Als een Futsuu moeilijkheidsgraad vereist is en gebruikt wordt als de laagste moeilijkheidsgraad van een beatmap, moet deze zich ook aan volgende richtlijnen houden:

  • 1/2-patronen mogen niet langer zijn dan vijf noten.
  • Slider velocity veranderingen moeten voorzichtig gebruikt worden. Veranderingen mogen enkel gebruikt worden voor secties met verschillende snelheden en de slider velocity mag niet drastisch veranderen.

Richtlijnen voor moeilijkheidsgraadinstelling

  • De algemene moeilijkheidsgraad (overall difficulty) moet 5 of minder zijn.
  • De HP-drainsnelheid (HP drain rate) moet 5 of meer zijn. Bij hogere nootaantallen kan de HP Drain Rate aangepast worden tot iets lager dan 5.

Muzukashii

Regels

  • Finishernoten mogen niet gebruikt worden in 1/4-patronen of snellere patronen in deze moeilijkheidsgraad. Het finishergebruik bij deze patronen is te ingewikkeld voor de spelers op dit niveau.
  • Patronen op snaps die sneller dan 1/6 zijn, zijn niet toegestaan. Deze patronen zijn te complex voor de doelgroep van deze moeilijkheidsgraad.

Richtlijnen

  • 1/6 patronen mogen niet langer zijn dan vier noten op matige tot lage BPM (~140). Alle patronen die langer zijn, zijn zeer situationeel en normaal gezien te complex. Patronen zoals deze moeten gevolgd worden door een rustmoment en vermeden worden bij snellere BPMs.
  • 1/4 patronen mogen niet langer zijn dan vijf noten. Alles patronen die langer zijn, zijn waarschijnlijk te belastend voor tussenliggende spelers.
  • De hoofdsnapping moet vooral bestaan uit 1/2, 1/1 of tragere ritmes. Af en toe is het gebruik van 1/4-ritmes acceptabel.
  • Er moet minstens 1/2 afstand zijn tussen een spinner en zijn vorige noot. Dit is om ervoor te zorgen dat ze elkaar niet overlappen en om de leesbaarheid te verzekeren.
  • Minstens 1 rustmoment dat 3/2 of langer is, moet na 16/1 tot 20/1 van het continu mappen worden ingevoegd. Het gebruik van minder frequente rustmomenten is aanvaardbaar als het tempo van de muziek de rustmomenten contra-intuïtief maakt of als het continu gemapte deel in het algemeen vergevingsgezinder is voor de speler.
  • Het manipuleren van de slider velocity is toegestaan, maar de slider velocity mag alleen worden gewijzigd voor delen van de muziek met verschillende tempo's en mag niet drastisch worden gewijzigd.
  • 1/4 patronen met één of meer kleurveranderingen moeten spaarzaam worden gebruikt. Ze moeten vermeden worden in combinatie met andere patronen van deze soort, omdat de doelgroep van deze moeilijkheidsgraad niet gewend is aan patronen van deze complexiteit.
  • 1/4 patronen die langer zijn dan drie noten moeten bestaan uit maximaal één kleurverandering die aan het begin of het einde van het patroon moet plaatsvinden. Patronen die complexer zijn dan dat zouden te veeleisend zijn voor spelers van de Muzukashii moeilijkheidsgraad. Deze patronen moeten worden gevolgd door een rustmoment.

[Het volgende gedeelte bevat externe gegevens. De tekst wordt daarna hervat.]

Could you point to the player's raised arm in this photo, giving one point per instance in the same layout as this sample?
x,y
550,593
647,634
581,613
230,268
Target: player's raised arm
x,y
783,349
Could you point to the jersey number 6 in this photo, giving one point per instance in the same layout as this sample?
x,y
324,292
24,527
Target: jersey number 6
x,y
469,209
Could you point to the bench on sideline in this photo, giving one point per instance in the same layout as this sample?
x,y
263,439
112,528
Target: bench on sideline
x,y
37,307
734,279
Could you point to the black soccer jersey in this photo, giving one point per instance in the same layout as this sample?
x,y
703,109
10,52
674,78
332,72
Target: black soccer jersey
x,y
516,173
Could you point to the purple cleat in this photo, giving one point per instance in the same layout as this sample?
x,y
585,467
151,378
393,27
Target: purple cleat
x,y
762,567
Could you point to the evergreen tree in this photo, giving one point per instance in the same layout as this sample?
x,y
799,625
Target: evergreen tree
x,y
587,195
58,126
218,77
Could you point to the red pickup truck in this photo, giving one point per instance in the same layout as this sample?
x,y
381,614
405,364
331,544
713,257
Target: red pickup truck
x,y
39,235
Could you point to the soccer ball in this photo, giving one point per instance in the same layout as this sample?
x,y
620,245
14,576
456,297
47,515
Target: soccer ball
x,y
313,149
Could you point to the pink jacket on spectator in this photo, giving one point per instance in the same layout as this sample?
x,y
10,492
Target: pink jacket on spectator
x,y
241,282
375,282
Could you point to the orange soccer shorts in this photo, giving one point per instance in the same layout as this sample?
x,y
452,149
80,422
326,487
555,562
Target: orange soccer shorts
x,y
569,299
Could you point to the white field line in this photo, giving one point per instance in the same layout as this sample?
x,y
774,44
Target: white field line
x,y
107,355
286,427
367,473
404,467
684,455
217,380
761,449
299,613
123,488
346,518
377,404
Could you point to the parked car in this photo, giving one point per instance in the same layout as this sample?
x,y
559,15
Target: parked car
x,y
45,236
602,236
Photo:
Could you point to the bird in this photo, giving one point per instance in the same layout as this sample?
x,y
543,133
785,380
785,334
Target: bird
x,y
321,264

Richtlijnen voor moeilijkheidsgraadinstelling

  • De algemene moeilijkheidsgraad (overall difficulty) moet 5 of minder zijn.
  • De HP-drainsnelheid (HP drain rate) moet 5 of meer zijn. Bij hogere nootaantallen kan de HP Drain Rate aangepast worden tot iets lager dan 5.

Oni

Regels

  • Finishernoten mogen niet gebruikt worden in 1/6-patronen of snellere patronen in deze moeilijkheidsgraad. Het finishergebruik bij deze patronen is te ingewikkeld voor de spelers op dit niveau.
  • Finishernoten bij 1/4-patronen mogen alleen worden gebruikt aan het einde van dat patroon in deze moeilijkheidsgraad. Andere plaatsingen dan deze kunnen de leesbaarheid voor het publiek op dit niveau te moeilijk maken.
  • Patronen op snaps sneller dan 1/8 zijn niet toegestaan. Deze patronen zijn te complex voor de doelgroep van deze moeilijkheidsgraad.

Richtlijnen

  • 1/8-patronen mogen niet langer zijn dan twee noten. Alles patronen die langer zijn, zijn zeer situationeel en normaal gezien te complex. Patronen zoals deze moeten worden gevolgd door een rustmoment.
  • 1/4-patronen mogen niet langer zijn dan negen noten. Alles patronen die langer zijn, zijn waarschijnlijk te belastend voor de doelgroep van deze moeilijkheidsgraad.
  • De hoofdsnapping moet vooral bestaan uit 1/2 en af en toe 1/1 ritmes. 1/4 ritmes kunnen vaker gebruikt worden bij deze moeilijkheidsgraad.
  • Er moet minstens 1/4 afstand zijn tussen een spinner en zijn vorige noot. Dit is om ervoor te zorgen dat ze elkaar niet overlappen en om de leesbaarheid te garanderen.
  • Minstens 1 rustmoment dat 1/1 of langer is moet na 16/1 tot 20/1 continu mappen worden ingebracht. Minder frequente rustmomenten of kortere rustmomenten kunnen een te grote belasting vormen voor beginners.
  • Bij 1/4 patronen die langer zijn dan vijf noten moeten gecompliceerde kleurveranderingen vermeden worden. Langere patronen met een dergelijke complexiteit zouden te moeilijk zijn voor het doelpubliek van deze moeilijkheidsgraad.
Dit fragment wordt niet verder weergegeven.